Von daher erscheint es bereits zweifelhaft, ob dem Antragsteller untersagt werden kann, sich darüber zu äußern, dass der Antragsteller ihm keinen Unterhalt zahle, oder dass er einen Unterhaltsrechtsstreit mit ihm führt. Soweit der Antragsgegner in der "neuen woche" dahingehend zitiert wird, "Mein Sohn müsste rechtlich für mich aufkommen, weil er so viel verdient", läge darin keine unwahre Tatsachenbehauptung, selbst wenn der Antragsgegner sich so geäußert haben sollte. Denn es handelt sich ersichtlich um seine Rechtsauffassung.

Jedenfalls fehlt es aber an der für den materiell-rechtlichen Unterlassungsanspruch erforderlichen Begehungsgefahr. Aus den früheren Veröffentlichungen kann der Antragsteller keine Wiederholungsgefahr herleiten, weil es dem Antragsgegner nicht verwehrt war, sich mit seinem Schicksal an die Presse zu wenden. Die Schreiben seiner Anwälte vom 12. und 14. Januar 2010 reichen zur Begründung einer Erstbegehungsgefahr nicht aus.
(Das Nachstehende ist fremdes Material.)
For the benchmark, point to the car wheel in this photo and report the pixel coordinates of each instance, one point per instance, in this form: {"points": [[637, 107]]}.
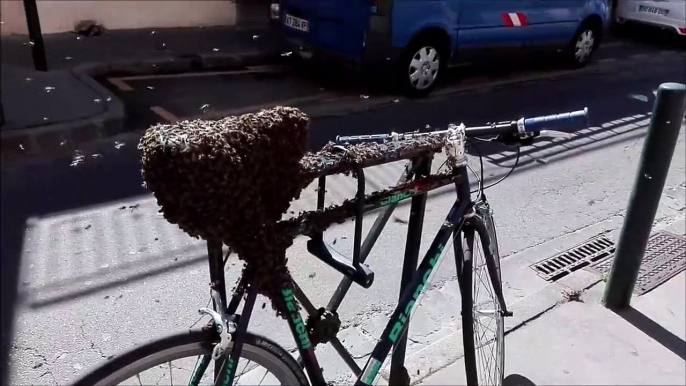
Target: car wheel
{"points": [[583, 45], [420, 68]]}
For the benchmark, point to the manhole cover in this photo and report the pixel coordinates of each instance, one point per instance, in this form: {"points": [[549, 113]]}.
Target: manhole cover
{"points": [[582, 255], [664, 258]]}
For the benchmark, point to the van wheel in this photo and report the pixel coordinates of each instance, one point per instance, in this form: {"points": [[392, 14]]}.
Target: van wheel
{"points": [[420, 66], [583, 45]]}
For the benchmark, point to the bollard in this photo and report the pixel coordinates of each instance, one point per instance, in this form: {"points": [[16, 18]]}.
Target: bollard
{"points": [[665, 123]]}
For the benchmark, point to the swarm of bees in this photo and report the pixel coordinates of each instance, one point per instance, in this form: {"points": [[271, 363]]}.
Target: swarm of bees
{"points": [[233, 179]]}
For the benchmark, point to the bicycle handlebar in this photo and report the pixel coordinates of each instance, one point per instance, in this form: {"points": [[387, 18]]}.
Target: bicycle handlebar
{"points": [[565, 122]]}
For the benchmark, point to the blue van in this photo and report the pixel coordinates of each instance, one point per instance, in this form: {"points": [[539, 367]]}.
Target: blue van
{"points": [[417, 38]]}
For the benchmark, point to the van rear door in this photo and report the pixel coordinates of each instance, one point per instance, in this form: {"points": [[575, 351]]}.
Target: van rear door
{"points": [[336, 26]]}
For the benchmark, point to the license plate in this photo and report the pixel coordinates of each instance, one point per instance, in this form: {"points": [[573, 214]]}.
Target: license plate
{"points": [[653, 10], [297, 23]]}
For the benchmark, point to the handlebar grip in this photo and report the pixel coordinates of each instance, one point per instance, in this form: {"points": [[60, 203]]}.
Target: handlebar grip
{"points": [[567, 122]]}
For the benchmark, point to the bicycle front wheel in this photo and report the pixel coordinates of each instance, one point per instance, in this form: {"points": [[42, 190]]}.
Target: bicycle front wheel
{"points": [[177, 359], [482, 316]]}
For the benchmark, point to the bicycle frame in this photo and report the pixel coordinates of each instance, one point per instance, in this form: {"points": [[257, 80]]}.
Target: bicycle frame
{"points": [[414, 279]]}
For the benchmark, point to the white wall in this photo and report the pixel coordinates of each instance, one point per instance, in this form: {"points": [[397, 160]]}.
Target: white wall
{"points": [[61, 15]]}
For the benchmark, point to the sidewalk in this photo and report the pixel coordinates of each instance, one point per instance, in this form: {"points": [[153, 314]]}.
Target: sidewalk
{"points": [[67, 104], [584, 343]]}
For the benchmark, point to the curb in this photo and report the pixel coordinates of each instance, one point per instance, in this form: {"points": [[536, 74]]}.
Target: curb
{"points": [[51, 138]]}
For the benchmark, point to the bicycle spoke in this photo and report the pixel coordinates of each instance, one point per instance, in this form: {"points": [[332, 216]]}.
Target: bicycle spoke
{"points": [[486, 319], [263, 377]]}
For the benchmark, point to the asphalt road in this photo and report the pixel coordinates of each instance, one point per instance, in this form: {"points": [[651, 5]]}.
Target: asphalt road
{"points": [[319, 91], [102, 271]]}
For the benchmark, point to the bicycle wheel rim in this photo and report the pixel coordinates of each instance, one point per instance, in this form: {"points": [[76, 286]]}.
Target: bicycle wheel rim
{"points": [[487, 319], [162, 366]]}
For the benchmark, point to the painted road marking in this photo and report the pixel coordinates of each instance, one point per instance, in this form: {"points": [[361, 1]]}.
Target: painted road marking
{"points": [[120, 84], [165, 114]]}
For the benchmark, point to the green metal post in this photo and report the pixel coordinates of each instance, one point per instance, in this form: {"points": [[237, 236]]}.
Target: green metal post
{"points": [[665, 123]]}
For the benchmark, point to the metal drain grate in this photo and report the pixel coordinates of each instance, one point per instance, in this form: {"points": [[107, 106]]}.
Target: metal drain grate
{"points": [[664, 258], [582, 255]]}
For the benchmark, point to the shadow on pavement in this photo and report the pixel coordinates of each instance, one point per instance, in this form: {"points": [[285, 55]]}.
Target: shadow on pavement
{"points": [[661, 335], [517, 380]]}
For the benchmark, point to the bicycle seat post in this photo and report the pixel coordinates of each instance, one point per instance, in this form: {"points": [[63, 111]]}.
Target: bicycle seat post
{"points": [[359, 213], [321, 194]]}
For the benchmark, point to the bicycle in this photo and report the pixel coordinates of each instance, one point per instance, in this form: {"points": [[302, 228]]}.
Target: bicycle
{"points": [[225, 340]]}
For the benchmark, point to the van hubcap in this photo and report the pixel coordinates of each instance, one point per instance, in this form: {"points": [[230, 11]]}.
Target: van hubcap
{"points": [[584, 46], [424, 68]]}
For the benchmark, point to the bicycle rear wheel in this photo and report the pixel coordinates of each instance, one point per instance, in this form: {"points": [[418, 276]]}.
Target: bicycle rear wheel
{"points": [[174, 360], [482, 316]]}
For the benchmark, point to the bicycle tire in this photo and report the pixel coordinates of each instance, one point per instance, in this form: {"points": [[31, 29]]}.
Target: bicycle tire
{"points": [[256, 348], [476, 373]]}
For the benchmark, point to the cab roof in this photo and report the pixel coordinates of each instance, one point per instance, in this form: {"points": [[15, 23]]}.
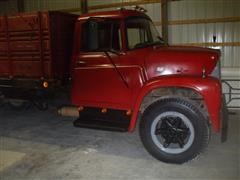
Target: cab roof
{"points": [[117, 14]]}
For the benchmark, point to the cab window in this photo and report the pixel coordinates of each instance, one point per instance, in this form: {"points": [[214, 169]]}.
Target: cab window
{"points": [[101, 36]]}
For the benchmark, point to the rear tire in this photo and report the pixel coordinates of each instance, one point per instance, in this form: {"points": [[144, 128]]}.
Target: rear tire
{"points": [[174, 130]]}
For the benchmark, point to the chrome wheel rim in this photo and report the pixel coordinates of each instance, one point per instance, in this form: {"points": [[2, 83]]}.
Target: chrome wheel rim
{"points": [[172, 132]]}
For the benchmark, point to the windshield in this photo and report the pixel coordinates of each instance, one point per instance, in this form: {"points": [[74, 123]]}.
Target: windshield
{"points": [[141, 32]]}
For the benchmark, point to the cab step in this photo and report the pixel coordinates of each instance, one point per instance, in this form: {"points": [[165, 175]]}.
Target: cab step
{"points": [[103, 119]]}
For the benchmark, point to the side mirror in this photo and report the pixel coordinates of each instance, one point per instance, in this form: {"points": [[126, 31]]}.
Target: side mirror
{"points": [[92, 35]]}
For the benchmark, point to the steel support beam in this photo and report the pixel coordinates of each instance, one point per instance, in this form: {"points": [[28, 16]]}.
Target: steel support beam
{"points": [[20, 5], [84, 6]]}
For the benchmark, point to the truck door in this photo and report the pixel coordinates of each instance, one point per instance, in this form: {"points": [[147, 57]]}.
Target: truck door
{"points": [[98, 79]]}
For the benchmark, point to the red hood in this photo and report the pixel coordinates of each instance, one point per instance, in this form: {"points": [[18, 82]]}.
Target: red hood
{"points": [[181, 60]]}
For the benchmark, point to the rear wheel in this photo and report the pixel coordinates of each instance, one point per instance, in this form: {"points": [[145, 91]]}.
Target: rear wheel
{"points": [[174, 130]]}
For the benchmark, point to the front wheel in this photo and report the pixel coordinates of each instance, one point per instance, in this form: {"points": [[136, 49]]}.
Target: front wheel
{"points": [[174, 130]]}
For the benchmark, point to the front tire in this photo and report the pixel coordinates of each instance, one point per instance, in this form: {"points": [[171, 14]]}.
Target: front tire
{"points": [[174, 130]]}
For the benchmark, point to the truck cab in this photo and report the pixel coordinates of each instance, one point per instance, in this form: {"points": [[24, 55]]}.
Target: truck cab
{"points": [[124, 74]]}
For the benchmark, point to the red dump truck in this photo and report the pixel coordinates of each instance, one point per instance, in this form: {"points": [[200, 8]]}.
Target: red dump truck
{"points": [[121, 74], [35, 51]]}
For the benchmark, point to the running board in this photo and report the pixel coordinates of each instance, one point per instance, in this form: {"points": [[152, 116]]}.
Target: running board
{"points": [[103, 119]]}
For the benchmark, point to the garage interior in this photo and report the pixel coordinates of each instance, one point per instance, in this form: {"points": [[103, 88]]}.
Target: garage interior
{"points": [[38, 144]]}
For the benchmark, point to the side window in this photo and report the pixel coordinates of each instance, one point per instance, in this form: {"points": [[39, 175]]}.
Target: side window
{"points": [[99, 36], [136, 36]]}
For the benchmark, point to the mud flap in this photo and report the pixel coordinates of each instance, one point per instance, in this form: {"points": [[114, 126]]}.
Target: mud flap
{"points": [[224, 120]]}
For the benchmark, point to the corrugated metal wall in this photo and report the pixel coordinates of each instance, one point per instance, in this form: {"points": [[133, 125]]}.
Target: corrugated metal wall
{"points": [[197, 33], [7, 7], [10, 6]]}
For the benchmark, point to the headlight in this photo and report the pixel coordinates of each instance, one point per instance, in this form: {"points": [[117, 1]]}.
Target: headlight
{"points": [[217, 70]]}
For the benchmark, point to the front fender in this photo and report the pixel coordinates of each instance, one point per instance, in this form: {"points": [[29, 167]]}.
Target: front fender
{"points": [[209, 88]]}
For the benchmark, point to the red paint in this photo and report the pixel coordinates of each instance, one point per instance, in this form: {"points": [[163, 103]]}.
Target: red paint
{"points": [[209, 88], [96, 83]]}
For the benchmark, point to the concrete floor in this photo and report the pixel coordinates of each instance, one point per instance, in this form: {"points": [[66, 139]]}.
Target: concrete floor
{"points": [[54, 149]]}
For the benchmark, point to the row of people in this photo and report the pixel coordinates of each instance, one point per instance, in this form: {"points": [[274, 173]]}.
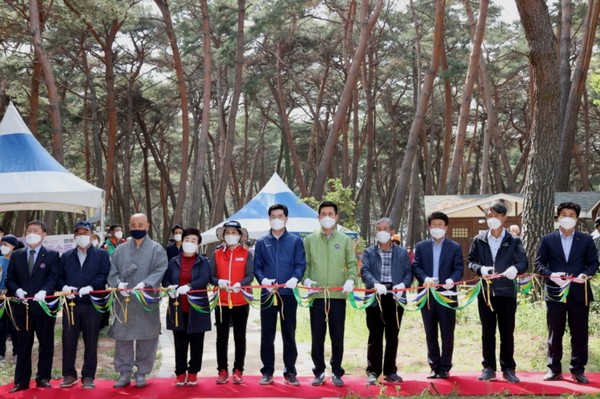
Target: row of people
{"points": [[324, 259]]}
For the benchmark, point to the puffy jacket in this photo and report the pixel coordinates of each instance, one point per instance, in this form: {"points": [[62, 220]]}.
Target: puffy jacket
{"points": [[330, 261], [280, 259], [235, 265], [510, 253]]}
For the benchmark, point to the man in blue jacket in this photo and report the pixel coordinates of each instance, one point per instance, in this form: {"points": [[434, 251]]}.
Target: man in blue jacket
{"points": [[438, 264], [497, 252], [567, 253], [81, 270], [279, 258], [384, 267]]}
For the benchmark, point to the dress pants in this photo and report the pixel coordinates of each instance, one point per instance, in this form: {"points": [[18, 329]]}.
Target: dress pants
{"points": [[323, 314], [286, 312], [42, 327], [238, 316], [503, 316], [437, 316], [87, 321], [184, 341], [385, 321], [577, 314]]}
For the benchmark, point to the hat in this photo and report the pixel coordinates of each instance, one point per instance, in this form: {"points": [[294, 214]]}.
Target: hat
{"points": [[234, 224], [12, 240], [83, 224]]}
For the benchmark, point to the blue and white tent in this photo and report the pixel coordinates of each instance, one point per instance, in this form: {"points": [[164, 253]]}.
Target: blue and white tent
{"points": [[31, 179], [302, 219]]}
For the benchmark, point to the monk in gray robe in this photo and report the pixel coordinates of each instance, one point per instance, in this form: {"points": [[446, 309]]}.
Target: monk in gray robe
{"points": [[137, 264]]}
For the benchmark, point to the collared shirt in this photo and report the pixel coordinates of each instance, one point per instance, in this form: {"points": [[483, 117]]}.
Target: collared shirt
{"points": [[566, 242], [386, 264], [495, 243], [437, 252]]}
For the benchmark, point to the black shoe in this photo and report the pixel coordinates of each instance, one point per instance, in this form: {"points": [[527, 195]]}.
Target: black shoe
{"points": [[18, 387], [487, 375], [510, 376], [43, 384], [552, 376], [580, 378]]}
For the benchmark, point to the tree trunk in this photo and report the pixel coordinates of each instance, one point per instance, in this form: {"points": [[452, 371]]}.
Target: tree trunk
{"points": [[538, 206]]}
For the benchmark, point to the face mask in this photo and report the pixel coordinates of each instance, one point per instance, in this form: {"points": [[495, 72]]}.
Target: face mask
{"points": [[494, 223], [189, 247], [232, 240], [33, 239], [82, 241], [327, 222], [137, 234], [567, 223], [383, 237], [437, 233], [277, 224]]}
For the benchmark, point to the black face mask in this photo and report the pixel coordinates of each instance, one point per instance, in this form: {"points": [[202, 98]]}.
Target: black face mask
{"points": [[137, 234]]}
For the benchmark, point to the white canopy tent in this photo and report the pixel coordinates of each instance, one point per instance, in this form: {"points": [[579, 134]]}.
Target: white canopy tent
{"points": [[32, 179]]}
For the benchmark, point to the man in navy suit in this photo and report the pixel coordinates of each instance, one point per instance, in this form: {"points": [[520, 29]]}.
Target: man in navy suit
{"points": [[81, 270], [33, 269], [438, 260], [564, 255]]}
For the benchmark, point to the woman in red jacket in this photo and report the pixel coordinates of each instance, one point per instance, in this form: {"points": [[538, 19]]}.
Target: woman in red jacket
{"points": [[232, 267]]}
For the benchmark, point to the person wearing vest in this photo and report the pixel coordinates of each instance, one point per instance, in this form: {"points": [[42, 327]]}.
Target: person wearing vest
{"points": [[232, 267]]}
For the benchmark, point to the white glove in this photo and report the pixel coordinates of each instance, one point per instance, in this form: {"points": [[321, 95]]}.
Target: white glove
{"points": [[556, 278], [380, 288], [400, 286], [429, 282], [308, 283], [122, 287], [183, 290], [223, 283], [68, 291], [511, 273], [268, 281], [449, 284], [39, 296], [348, 286], [486, 271], [291, 283]]}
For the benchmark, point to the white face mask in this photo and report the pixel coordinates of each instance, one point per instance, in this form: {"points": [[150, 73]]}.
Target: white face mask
{"points": [[189, 247], [277, 224], [567, 223], [327, 222], [83, 241], [383, 237], [232, 240], [494, 223], [33, 239], [437, 233]]}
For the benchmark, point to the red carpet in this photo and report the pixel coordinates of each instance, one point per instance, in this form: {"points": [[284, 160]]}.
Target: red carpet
{"points": [[415, 384]]}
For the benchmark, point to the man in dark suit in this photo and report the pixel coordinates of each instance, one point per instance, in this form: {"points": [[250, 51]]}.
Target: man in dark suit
{"points": [[567, 256], [33, 269], [81, 270], [438, 260]]}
Ein auf Erstbegehungsgefahr gestützter vorbeugender Unterlassungsanspruch besteht nur, soweit ernsthafte und greifbare tatsächliche Anhaltspunkte dafür vorhanden sind, der Anspruchsgegner werde sich in naher Zukunft in der näher bezeichneten Weise rechtswidrig verhalten (BGH NJW-RR 2001, 1483). Es müssen Umstände vorliegen, die darauf schließen lassen, dass der Betreffende den Entschluss zur Verletzung bereits gefasst hat (BGH NJW 1992, 2292). Es sind mithin auch Tatsachen erforderlich, aus denen sich die Absicht eines rechtswidrigen Eingriffs ergibt. Dafür geben die Schreiben nicht genügend her. Das Schreiben, vom 12. Januar 2010 deutet nur vage die Möglichkeit an, die Öffentlichkeit ins Spiel zu bringen, falls der Antragsteller nicht einlenken sollte. Das Schreiben vom 14. Januar 2010 gibt schon gar keine Anhaltspunkte dafür her, dass ein rechtswidriger Eingriff bevorstehen könnte. Hinsichtlich der Veröffentlichung vom 12. Februar 2010 hat der Antragsgegner glaubhaft gemacht, damit nichts zu tun gehabt zu haben. Auf die Frage, ob der Antragsteller dem Antragsgegner überhaupt Unterhalt schuldet, kommt es demnach gar nicht an.

Die Kostenentscheidung folgt aus § 91 Abs. 1 ZPO. Die Entscheidung über die vorläufige Vollstreckbarkeit beruht auf §§ 708 Nr. 6, 711 ZPO.